Many kinds of product knowledge should not be loaded eagerly:

help center docs
prior tickets
logs and audit trails
product docs
troubleshooting guides
account history

This is where OpenClaw’s retrieval mindset is a strong influence. The agent should have a reliable way to fetch the right artifact when the current task requires it, rather than dragging all of that knowledge into every prompt.

A good architecture is often:

small always-on memory
larger searchable history
product knowledge retrieval on demand

5. Separate facts from procedures

Codex and Claude both reinforce an important point: facts and procedures should not live in the same bucket.

Facts are things like:

the user is on the Pro plan
the workspace uses SSO
the billing admin is someone else

Procedures are things like:

how to reconnect a broken integration
how to recover a failed import
how to debug a common setup issue

The best pattern is to keep procedures as skills, playbooks, or workflows, not as raw memory entries. In many SaaS products, a reusable troubleshooting playbook is more valuable than perfect transcript recall.

6. Design for inspectability and debugging

All four systems highlight the operational value of inspectable state.

If your SaaS agent is customer-facing, you will eventually need to answer:

Why did the agent say this?
What did it remember?
Which instruction caused that behavior?
Which prior interaction influenced this answer?

Opaque memory systems make these questions painful. File-backed or clearly structured memory makes them manageable.

7. Build memory policies, not just storage

The most important lesson may be that memory quality depends more on policy than on storage format.

You need rules for:

when to save something
when not to save it
when to summarize
when to overwrite
when to retrieve
when to ignore stale context
when to trust product data over memory

For a SaaS agent, those policies should follow business value. The agent should remember what improves user outcomes, not merely what is available to store.

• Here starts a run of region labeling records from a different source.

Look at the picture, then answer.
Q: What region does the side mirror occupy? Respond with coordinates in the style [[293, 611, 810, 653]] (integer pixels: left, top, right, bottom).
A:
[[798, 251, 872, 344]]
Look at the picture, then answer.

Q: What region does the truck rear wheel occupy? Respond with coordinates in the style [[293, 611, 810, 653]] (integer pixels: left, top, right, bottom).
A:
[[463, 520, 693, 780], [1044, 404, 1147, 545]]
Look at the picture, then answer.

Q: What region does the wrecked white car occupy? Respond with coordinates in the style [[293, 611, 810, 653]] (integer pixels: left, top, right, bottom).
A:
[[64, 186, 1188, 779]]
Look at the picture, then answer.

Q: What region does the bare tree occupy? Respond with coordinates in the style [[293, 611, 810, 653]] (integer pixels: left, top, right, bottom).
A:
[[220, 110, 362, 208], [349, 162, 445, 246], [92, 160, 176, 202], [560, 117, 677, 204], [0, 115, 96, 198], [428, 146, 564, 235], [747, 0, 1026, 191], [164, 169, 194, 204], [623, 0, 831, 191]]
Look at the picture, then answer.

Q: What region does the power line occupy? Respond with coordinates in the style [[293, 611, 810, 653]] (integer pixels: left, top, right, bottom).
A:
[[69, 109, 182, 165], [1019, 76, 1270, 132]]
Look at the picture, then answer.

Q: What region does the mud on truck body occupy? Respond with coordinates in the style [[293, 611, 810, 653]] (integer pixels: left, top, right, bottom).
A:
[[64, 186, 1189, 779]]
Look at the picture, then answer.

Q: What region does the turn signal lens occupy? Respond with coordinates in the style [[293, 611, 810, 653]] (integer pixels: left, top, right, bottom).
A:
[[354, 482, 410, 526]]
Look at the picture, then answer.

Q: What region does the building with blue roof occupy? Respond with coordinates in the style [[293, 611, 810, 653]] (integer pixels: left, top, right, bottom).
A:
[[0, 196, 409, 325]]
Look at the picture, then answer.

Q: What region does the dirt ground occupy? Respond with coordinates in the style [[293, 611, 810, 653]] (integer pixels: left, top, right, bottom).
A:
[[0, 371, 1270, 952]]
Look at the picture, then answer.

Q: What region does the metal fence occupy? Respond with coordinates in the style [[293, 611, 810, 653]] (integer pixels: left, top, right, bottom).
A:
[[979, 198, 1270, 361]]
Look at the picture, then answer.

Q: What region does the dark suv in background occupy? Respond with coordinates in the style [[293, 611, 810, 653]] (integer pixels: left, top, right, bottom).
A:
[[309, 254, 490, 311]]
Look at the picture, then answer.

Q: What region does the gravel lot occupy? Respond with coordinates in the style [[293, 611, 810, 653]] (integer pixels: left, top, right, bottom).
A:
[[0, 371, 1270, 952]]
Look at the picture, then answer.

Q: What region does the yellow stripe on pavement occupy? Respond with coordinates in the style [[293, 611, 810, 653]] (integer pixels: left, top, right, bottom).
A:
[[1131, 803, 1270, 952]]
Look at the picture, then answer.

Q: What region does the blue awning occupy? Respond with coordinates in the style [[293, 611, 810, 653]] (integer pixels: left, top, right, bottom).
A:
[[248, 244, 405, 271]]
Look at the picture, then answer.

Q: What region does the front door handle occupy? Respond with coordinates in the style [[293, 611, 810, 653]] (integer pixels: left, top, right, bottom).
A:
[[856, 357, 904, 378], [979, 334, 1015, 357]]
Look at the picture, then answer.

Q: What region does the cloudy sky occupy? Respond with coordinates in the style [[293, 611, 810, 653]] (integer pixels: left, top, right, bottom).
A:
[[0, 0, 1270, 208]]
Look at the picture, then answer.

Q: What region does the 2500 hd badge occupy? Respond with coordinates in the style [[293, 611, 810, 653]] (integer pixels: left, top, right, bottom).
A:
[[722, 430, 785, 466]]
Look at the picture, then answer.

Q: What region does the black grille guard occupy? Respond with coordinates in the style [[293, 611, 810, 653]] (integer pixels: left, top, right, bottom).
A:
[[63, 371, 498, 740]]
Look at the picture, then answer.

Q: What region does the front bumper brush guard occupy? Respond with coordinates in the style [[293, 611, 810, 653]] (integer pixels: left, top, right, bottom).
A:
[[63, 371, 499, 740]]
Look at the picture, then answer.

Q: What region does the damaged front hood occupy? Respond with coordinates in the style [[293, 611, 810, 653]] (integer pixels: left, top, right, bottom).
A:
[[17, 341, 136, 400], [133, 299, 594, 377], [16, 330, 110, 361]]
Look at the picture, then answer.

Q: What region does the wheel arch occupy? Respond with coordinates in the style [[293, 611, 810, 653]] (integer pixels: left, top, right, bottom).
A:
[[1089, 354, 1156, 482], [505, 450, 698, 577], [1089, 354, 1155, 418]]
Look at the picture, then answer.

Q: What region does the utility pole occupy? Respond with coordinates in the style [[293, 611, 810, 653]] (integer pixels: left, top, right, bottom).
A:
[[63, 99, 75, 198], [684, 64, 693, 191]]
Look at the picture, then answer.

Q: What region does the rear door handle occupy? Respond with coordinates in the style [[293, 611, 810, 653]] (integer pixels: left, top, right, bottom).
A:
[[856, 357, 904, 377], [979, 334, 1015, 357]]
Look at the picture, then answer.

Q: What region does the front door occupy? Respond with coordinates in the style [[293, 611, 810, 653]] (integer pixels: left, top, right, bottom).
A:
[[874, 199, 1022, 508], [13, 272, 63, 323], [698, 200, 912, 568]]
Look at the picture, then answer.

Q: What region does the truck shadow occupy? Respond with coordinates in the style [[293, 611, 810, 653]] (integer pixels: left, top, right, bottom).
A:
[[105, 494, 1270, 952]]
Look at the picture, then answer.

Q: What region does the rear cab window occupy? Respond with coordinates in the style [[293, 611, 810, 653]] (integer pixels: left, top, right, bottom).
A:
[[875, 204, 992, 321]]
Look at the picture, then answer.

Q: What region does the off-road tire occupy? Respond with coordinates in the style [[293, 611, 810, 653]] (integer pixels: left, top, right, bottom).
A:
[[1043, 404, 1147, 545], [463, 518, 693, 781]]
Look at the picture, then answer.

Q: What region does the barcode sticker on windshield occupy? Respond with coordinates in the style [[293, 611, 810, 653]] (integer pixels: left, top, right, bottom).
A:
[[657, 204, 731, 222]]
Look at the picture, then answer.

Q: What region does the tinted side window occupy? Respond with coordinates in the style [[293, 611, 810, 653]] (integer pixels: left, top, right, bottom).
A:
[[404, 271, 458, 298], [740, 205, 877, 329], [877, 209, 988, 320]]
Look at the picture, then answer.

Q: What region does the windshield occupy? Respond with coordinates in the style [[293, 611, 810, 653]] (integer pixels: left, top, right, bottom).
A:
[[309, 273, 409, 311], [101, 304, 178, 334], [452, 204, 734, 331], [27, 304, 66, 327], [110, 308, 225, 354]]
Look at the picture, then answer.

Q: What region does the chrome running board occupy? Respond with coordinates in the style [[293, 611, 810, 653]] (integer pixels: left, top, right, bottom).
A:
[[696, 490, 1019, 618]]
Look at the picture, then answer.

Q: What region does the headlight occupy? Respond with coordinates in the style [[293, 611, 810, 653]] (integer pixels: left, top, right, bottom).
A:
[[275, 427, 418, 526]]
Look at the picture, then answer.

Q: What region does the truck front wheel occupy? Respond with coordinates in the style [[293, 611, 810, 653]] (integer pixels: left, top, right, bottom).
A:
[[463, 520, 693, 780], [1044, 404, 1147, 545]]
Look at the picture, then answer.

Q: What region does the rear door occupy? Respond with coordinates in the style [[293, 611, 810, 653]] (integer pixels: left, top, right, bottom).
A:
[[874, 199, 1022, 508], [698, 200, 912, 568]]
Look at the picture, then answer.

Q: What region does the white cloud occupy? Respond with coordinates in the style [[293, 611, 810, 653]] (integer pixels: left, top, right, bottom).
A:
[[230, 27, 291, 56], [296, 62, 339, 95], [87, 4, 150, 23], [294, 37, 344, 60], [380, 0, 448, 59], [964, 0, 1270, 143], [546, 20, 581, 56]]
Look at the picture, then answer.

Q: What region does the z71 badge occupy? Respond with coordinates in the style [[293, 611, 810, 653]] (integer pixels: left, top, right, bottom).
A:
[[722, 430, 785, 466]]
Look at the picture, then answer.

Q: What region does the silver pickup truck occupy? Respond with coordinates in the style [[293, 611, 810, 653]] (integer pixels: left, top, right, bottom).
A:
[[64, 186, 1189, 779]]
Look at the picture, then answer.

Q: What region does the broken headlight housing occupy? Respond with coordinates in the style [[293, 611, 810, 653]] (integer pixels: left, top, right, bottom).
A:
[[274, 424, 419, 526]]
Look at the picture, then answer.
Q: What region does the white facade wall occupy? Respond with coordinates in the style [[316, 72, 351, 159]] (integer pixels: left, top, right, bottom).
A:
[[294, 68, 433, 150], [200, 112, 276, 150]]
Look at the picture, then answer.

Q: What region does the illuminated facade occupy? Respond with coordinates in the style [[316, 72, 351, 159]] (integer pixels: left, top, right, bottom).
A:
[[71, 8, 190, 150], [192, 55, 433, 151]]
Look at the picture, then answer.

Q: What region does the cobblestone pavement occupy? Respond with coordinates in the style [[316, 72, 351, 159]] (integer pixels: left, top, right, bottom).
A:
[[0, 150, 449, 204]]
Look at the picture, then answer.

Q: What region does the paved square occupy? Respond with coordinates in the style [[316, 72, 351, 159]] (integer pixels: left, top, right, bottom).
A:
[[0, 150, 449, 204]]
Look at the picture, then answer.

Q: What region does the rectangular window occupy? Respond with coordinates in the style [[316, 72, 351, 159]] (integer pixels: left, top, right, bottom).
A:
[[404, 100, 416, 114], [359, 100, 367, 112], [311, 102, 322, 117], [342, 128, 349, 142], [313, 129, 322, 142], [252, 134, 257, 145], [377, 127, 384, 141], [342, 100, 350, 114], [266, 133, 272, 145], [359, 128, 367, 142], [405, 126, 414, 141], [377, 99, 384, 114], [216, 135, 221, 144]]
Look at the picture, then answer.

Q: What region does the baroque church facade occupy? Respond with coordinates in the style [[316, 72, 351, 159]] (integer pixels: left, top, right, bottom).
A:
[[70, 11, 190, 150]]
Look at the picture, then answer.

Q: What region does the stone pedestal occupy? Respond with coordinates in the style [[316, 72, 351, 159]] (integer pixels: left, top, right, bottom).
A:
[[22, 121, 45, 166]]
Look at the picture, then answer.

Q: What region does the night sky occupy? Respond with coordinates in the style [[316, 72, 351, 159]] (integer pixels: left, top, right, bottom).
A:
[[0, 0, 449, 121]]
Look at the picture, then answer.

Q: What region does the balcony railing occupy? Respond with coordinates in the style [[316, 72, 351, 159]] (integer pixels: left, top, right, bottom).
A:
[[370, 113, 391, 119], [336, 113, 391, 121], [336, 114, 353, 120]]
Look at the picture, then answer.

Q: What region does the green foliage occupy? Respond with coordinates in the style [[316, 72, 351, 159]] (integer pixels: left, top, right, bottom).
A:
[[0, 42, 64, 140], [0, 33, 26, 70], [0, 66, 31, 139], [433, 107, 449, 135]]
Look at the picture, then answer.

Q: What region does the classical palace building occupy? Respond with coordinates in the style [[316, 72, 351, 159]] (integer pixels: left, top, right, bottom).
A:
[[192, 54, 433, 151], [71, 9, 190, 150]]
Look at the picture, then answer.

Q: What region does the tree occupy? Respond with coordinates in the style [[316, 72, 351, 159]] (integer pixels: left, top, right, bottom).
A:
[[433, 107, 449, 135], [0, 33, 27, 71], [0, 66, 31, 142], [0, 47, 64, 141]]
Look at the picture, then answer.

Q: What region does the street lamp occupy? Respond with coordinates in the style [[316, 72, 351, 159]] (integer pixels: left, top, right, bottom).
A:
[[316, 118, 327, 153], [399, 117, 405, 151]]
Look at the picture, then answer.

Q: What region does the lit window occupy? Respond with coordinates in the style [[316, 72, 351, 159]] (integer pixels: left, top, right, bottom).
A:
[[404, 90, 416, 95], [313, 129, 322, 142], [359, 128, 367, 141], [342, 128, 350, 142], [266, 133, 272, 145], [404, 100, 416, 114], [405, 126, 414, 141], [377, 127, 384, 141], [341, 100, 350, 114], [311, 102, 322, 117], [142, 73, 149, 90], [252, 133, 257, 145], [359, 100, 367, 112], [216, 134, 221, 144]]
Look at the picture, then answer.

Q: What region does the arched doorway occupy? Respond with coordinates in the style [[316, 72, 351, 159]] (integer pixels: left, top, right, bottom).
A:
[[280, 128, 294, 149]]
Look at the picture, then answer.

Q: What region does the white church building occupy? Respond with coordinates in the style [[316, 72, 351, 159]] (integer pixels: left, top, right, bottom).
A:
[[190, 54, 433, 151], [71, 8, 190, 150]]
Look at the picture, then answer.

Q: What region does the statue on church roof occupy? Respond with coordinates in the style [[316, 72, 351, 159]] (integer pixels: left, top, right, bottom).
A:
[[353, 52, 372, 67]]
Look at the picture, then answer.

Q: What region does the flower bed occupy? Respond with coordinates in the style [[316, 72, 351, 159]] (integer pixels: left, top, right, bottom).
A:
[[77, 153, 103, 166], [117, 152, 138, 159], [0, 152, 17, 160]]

A practical blueprint for a SaaS-scoped agent

If I were building a scoped agent for a SaaS product, I would combine the lessons from all four systems into five layers:

1. Session layer
Recent conversation, tool outputs, current workflow state, unresolved actions.

2. Durable user/product memory
Preferences, role and permissions, setup state, recurring patterns, compact summaries of important history.

3. Product instruction layer
Product rules, business logic, escalation boundaries, plan constraints, safety rules.

4. Searchable history layer
Tickets, logs, prior sessions, audit events, knowledge base content.

5. Procedural skill layer
Onboarding flows, troubleshooting guides, recovery playbooks, upgrade guidance, integration setup steps.

That architecture is usually far better than a single giant “memory” blob.

Conclusion

The biggest lesson from OpenClaw, Hermes Agent, Codex CLI, and Claude Code is that a good agent is not the one that remembers the most. It is the one that remembers the right things in the right layer.

For serious product agents, that usually means:

keep live session context separate from durable memory
keep product rules separate from user memory
keep procedures separate from facts
keep large knowledge sources out of the prompt until needed
make memory inspectable and bounded
optimize for user success, not maximal recall

In other words, the best SaaS agent memory system is not a replica of human memory. It is a well-designed product context system.